South Africa’s Vodacom reported a 22 percent increase in full-year earnings and said its plans to pay a higher dividend would not prevent more acquisitions.
Vodacom, majority-owned by Britain’s Vodafone, said it would pay a dividend of 175 cents (US$0.07) per share this year and plans to increase its dividend payout ratio next year.
Vodacom’s chief financial officer, Rob Shuter, said in a conference call with reporters that the company was still looking for acquisitions.
“There is still massive capacity to leverage the balance sheet for large transactions,” he said.
The mobile telecom market in Africa is increasingly competitive, and analysts say that major players may need further acquisitions to protect market share.
MTN, Africa’s largest mobile phone company by subscribers, is in talks to buy assets from Egypt’s Orascom Telecom, although it faces opposition from Algeria’s government.
Vodacom, South Africa’s largest mobile operator, said it was in talks to sell its stake in wireless broadband provider iBurst for an undisclosed amount.
“We haven’t concluded anything.
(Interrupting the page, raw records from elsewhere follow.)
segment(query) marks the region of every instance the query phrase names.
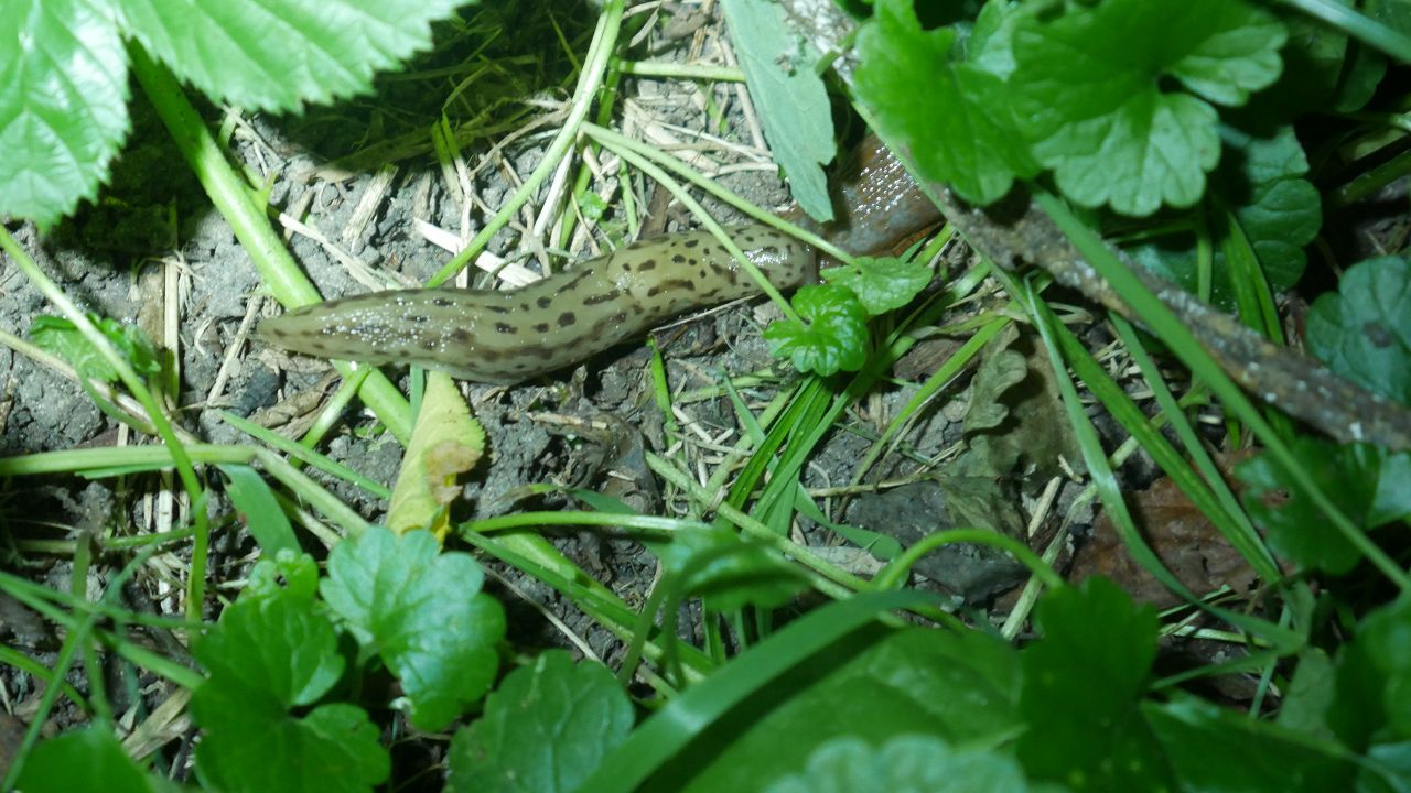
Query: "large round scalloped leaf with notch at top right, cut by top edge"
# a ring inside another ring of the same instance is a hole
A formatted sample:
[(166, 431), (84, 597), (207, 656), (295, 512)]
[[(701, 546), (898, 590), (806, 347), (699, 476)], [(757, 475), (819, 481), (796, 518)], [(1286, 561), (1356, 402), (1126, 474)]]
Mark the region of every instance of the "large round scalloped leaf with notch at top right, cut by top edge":
[[(1070, 4), (1015, 27), (1010, 95), (1040, 164), (1084, 206), (1191, 206), (1219, 161), (1216, 113), (1280, 73), (1284, 27), (1240, 0)], [(1173, 78), (1192, 93), (1163, 90)], [(1198, 95), (1198, 96), (1195, 96)]]

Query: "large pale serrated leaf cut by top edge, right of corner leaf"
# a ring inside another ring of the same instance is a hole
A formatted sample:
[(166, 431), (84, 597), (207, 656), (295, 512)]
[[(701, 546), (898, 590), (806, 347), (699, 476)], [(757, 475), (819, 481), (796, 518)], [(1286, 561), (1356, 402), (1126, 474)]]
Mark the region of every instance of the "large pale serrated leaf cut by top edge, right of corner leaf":
[(111, 0), (176, 76), (220, 102), (299, 110), (367, 93), (373, 75), (430, 47), (466, 0)]

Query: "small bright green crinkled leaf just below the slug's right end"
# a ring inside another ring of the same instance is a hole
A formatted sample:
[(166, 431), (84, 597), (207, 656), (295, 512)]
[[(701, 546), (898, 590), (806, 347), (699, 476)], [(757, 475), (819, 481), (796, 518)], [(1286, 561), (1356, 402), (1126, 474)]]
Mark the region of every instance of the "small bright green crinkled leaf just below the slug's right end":
[(789, 357), (799, 371), (821, 375), (856, 371), (868, 358), (868, 316), (856, 295), (842, 286), (801, 286), (793, 308), (807, 320), (780, 320), (765, 329), (776, 357)]

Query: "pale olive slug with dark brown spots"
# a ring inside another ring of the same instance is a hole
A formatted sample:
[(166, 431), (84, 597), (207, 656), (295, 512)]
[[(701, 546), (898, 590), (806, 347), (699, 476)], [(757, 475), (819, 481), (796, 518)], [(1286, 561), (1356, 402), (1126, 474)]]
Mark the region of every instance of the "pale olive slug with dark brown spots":
[[(766, 226), (731, 231), (769, 281), (816, 277), (810, 246)], [(323, 358), (412, 363), (511, 384), (579, 363), (690, 309), (759, 286), (706, 231), (634, 243), (508, 291), (405, 289), (305, 306), (260, 323), (271, 344)]]

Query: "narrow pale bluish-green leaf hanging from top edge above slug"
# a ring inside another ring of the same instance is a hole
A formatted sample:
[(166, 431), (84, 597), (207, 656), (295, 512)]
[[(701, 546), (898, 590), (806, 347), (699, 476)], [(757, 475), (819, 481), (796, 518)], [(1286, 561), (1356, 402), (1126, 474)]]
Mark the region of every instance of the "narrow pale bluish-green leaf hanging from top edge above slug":
[(739, 55), (765, 137), (789, 176), (794, 200), (820, 223), (832, 220), (823, 167), (832, 161), (832, 107), (814, 71), (818, 51), (793, 31), (772, 0), (721, 0), (729, 40)]

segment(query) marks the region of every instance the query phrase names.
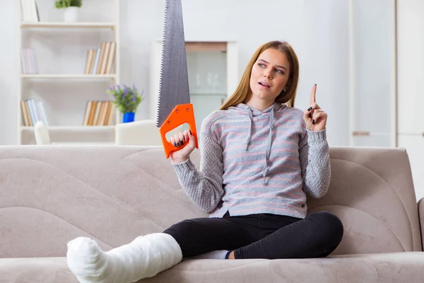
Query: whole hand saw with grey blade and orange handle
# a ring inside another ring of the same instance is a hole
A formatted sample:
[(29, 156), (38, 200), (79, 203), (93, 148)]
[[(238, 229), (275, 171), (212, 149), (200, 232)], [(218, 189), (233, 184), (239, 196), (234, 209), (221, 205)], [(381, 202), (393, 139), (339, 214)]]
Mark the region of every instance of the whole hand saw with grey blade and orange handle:
[(187, 142), (177, 147), (165, 137), (167, 132), (186, 122), (196, 141), (196, 148), (199, 149), (193, 105), (190, 103), (181, 0), (165, 0), (165, 27), (156, 126), (159, 127), (166, 158), (170, 157), (171, 152), (178, 151), (189, 144)]

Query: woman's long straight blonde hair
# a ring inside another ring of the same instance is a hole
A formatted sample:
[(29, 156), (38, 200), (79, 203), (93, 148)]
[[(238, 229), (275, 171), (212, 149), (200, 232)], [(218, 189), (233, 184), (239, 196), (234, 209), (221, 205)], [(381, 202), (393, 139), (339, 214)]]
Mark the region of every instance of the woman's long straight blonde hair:
[(285, 85), (286, 91), (282, 91), (276, 97), (276, 102), (285, 103), (288, 107), (295, 106), (296, 90), (298, 89), (299, 81), (298, 56), (296, 55), (295, 50), (293, 50), (293, 47), (288, 42), (271, 41), (265, 43), (259, 47), (256, 52), (254, 52), (252, 58), (247, 64), (237, 89), (232, 94), (232, 96), (228, 98), (228, 100), (225, 101), (225, 103), (220, 107), (220, 110), (228, 109), (231, 106), (235, 106), (239, 103), (247, 103), (247, 101), (252, 98), (252, 90), (250, 89), (250, 74), (252, 72), (253, 65), (255, 62), (257, 62), (259, 55), (269, 48), (274, 48), (283, 52), (285, 56), (287, 56), (288, 62), (290, 63), (288, 81)]

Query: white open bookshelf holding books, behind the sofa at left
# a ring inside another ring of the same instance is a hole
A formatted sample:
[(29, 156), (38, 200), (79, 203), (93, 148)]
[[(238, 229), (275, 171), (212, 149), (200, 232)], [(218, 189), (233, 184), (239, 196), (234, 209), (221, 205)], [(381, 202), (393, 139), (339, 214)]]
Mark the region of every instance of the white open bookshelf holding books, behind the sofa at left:
[[(88, 100), (112, 100), (107, 88), (119, 83), (119, 0), (83, 1), (77, 22), (64, 22), (54, 1), (37, 1), (40, 21), (25, 21), (19, 7), (18, 144), (35, 144), (33, 125), (25, 125), (21, 101), (42, 102), (52, 142), (114, 142), (114, 124), (83, 126)], [(107, 74), (85, 74), (88, 50), (115, 42), (114, 63)], [(25, 72), (22, 49), (32, 49), (37, 71)], [(31, 72), (30, 72), (31, 73)]]

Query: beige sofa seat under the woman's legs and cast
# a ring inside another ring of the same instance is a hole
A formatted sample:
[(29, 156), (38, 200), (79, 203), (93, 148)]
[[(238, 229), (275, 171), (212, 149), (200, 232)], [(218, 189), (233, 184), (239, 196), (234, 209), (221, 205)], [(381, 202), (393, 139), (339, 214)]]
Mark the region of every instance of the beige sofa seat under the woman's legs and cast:
[[(66, 258), (0, 258), (0, 275), (0, 282), (78, 283)], [(183, 260), (139, 282), (424, 282), (424, 253), (295, 260)]]

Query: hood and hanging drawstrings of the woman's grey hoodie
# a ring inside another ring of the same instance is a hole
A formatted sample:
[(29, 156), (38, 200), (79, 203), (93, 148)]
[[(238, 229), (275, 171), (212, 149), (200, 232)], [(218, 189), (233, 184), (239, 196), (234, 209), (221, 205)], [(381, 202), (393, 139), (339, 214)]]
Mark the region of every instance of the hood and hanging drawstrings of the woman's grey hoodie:
[(268, 139), (266, 139), (266, 151), (265, 151), (265, 163), (262, 171), (264, 177), (264, 185), (267, 185), (266, 173), (269, 172), (269, 155), (271, 154), (271, 144), (272, 144), (272, 131), (273, 131), (273, 120), (275, 112), (282, 112), (287, 105), (281, 103), (273, 103), (269, 108), (266, 108), (264, 111), (252, 108), (245, 103), (239, 103), (233, 107), (228, 108), (230, 112), (235, 112), (237, 115), (247, 115), (249, 117), (249, 133), (247, 134), (245, 141), (245, 151), (249, 151), (250, 139), (252, 138), (252, 124), (253, 117), (261, 115), (269, 115), (269, 134)]

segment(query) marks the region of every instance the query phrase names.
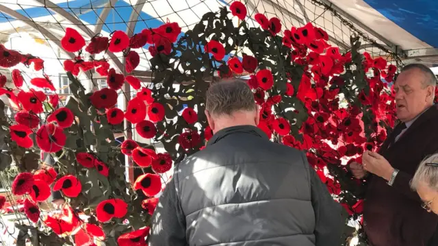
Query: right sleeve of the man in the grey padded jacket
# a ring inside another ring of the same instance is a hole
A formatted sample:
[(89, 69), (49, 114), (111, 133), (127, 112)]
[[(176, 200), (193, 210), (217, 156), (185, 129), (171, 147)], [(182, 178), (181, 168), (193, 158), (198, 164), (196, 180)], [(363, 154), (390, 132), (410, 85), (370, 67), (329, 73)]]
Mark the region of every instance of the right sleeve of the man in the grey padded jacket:
[(312, 168), (311, 201), (315, 211), (315, 246), (339, 246), (344, 233), (346, 210), (331, 197), (326, 185)]

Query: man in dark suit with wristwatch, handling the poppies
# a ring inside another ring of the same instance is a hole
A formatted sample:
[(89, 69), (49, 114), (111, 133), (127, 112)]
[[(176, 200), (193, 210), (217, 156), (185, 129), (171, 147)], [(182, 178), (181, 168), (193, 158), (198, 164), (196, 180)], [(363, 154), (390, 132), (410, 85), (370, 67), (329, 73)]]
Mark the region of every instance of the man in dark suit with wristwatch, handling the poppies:
[(422, 246), (432, 241), (438, 217), (422, 208), (409, 182), (421, 160), (438, 151), (436, 83), (427, 66), (404, 66), (394, 84), (401, 123), (378, 153), (365, 151), (362, 164), (350, 164), (353, 175), (368, 184), (363, 225), (372, 246)]

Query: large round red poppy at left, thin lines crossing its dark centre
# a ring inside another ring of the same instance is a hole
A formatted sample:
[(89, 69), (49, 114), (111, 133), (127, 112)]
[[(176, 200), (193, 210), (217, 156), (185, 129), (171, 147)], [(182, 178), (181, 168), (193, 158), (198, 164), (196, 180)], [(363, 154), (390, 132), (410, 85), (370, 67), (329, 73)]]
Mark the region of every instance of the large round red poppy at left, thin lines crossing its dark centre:
[(66, 139), (62, 128), (53, 124), (42, 125), (36, 132), (36, 144), (48, 153), (60, 151), (66, 145)]

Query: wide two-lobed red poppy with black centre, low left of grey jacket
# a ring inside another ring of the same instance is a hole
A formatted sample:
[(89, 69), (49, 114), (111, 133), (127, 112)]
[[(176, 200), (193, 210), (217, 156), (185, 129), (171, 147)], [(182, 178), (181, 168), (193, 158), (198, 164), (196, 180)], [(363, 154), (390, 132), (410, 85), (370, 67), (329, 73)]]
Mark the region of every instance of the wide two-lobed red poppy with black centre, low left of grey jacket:
[(101, 201), (96, 207), (96, 217), (101, 222), (107, 222), (113, 217), (121, 219), (127, 212), (128, 204), (118, 198)]

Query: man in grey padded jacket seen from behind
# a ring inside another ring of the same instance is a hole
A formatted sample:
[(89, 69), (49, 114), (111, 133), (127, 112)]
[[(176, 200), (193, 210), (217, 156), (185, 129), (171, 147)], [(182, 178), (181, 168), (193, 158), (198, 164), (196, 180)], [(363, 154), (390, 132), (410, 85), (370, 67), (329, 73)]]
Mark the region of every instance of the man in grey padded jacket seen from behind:
[(344, 209), (305, 153), (272, 143), (245, 82), (217, 82), (205, 113), (213, 138), (175, 167), (150, 246), (339, 246)]

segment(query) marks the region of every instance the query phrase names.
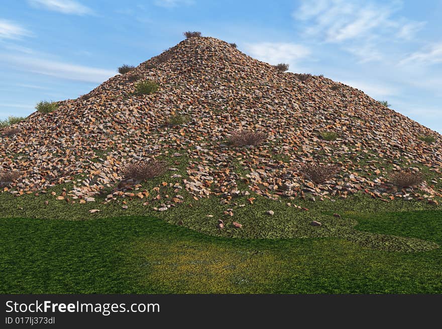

It will be probably in the next quarter,” chief executive officer Pieter Uys said in the same conference call.
The company was also hit with an unexpected US$35 million tax from the Democratic Republic of Congo (DRC), where it is involved in a dispute with its local partner.
“We are confident DRC presents a good opportunity in the long term, but we need a stable operating environment to be successful,” Uys said.
Headline earnings per share for the year to end-March rose 22.3 percent to 510 cents. Headline earnings, which strip out some one-off and non-trading items, are the main profit gauge in South Africa.
The company said it will spend 7.4 billion rand (US$981 million) in capital expenditure in the next financial year.
It also plans to raise its dividend payout ratio to 60 percent next year from 40 percent now.